Im Streitfall ist nicht zu erkennen, in welcher Weise die Mitbewerber der Beklagten dadurch in ihrer Marktposition nachteilig betroffen wären, falls die Beklagte mit ihren Kunden, die sie bereits für sich gewonnen hat, Ratenpläne vereinbart, die gegen § 10 Abs 2 BTVG verstoßen. Ebenso wie im ähnlich gelagerten Fall der Entscheidung ÖBl 1983, 127 - Immobilienmakler-Abgabeprovision muss davon ausgegangen werden, dass das Verhalten der Beklagten, sollte es potentiellen Kundenkreisen bekannt werden, eher geeignet ist, den Absatz der Mitbewerber dadurch zu fördern, dass sich Interessenten von der Beklagten abwenden. Die bloße Erzielung von Einnahmen zu gesetzwidrig früheren Terminen reicht zur Annahme einer Förderung des eigenen Wettbewerbs auf Kosten der Mitbewerber noch nicht aus. Dass aber die Beklagte die auf diese Weise erzielten Mehreinnahmen dazu genützt hätte, ihre Position im Wettbewerb zu Lasten ihrer Mitbewerber zu stärken, hat die Klägerin nicht behauptet. Die Vorinstanzen haben deshalb unzutreffend das Verhalten der Beklagten als Wettbewerbshandlung beurteilt.

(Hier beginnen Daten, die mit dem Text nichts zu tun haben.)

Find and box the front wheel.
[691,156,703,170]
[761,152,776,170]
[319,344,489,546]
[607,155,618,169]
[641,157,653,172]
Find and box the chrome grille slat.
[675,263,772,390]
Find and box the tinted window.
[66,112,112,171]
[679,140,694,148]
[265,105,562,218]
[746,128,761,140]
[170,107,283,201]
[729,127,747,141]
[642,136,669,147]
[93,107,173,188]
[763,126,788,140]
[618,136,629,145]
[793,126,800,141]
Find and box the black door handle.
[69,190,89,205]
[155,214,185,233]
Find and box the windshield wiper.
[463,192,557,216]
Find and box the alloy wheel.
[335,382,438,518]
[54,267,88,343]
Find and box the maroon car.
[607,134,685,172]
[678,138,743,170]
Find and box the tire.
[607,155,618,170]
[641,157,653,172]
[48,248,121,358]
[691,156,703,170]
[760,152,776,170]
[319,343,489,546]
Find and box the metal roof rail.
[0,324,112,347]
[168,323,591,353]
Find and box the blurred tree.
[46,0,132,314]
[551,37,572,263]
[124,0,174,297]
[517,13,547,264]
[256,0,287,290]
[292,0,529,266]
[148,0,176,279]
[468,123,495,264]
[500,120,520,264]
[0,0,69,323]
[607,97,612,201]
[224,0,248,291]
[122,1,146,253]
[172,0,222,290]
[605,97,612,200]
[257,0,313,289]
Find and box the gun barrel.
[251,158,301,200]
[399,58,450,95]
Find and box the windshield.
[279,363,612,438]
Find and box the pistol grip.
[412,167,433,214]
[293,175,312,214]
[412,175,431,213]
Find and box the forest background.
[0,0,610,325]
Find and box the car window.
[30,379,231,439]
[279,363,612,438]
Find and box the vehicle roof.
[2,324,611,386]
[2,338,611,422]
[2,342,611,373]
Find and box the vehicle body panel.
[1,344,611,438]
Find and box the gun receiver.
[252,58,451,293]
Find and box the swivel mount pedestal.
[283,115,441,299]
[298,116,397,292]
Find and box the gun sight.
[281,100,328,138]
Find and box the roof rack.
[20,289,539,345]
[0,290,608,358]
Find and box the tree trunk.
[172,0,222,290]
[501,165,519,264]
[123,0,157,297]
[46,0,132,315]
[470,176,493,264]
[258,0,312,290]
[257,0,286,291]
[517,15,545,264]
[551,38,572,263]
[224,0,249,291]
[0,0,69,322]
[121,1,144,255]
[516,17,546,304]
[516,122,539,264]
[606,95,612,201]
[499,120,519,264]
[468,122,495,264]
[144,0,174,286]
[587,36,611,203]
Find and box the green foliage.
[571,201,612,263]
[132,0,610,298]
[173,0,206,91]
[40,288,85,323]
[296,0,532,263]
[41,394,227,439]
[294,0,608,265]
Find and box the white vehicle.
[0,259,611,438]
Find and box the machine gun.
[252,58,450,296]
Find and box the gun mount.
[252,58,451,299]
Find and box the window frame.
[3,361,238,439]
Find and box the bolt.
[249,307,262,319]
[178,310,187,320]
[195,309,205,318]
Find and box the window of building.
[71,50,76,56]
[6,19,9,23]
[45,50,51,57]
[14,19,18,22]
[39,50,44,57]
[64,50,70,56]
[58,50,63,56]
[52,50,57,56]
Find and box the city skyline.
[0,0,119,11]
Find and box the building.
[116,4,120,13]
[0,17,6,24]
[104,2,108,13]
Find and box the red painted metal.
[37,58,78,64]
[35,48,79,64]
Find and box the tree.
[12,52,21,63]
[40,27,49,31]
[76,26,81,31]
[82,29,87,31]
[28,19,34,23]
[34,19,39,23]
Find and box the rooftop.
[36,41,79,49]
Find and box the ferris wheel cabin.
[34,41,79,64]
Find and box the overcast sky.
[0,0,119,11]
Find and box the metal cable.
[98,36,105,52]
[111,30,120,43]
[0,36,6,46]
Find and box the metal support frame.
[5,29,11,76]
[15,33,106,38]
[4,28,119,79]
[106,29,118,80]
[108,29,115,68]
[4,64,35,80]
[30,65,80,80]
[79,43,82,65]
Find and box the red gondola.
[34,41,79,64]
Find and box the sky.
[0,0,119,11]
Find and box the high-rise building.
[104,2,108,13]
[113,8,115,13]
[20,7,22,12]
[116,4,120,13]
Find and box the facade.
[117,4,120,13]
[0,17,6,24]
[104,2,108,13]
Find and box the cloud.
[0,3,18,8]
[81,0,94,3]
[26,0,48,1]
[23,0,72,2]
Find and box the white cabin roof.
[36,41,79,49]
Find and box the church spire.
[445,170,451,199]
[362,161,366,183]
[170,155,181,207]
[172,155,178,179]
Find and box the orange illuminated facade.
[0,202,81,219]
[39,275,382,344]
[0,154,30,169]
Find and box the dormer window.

Dem Revisionsrekurs ist Folge zu geben und der Sicherungsantrag abzuweisen.
Die Kostenentscheidung beruht auf §§ 78, 402 Abs 4 EO iVm §§ 40 Abs 1, 50 Abs 1 ZPO. Ein Kostenzuspruch an die Beklagte kam nicht in Betracht, weil diese im Sicherungsverfahren keine Kosten verzeichnet hat.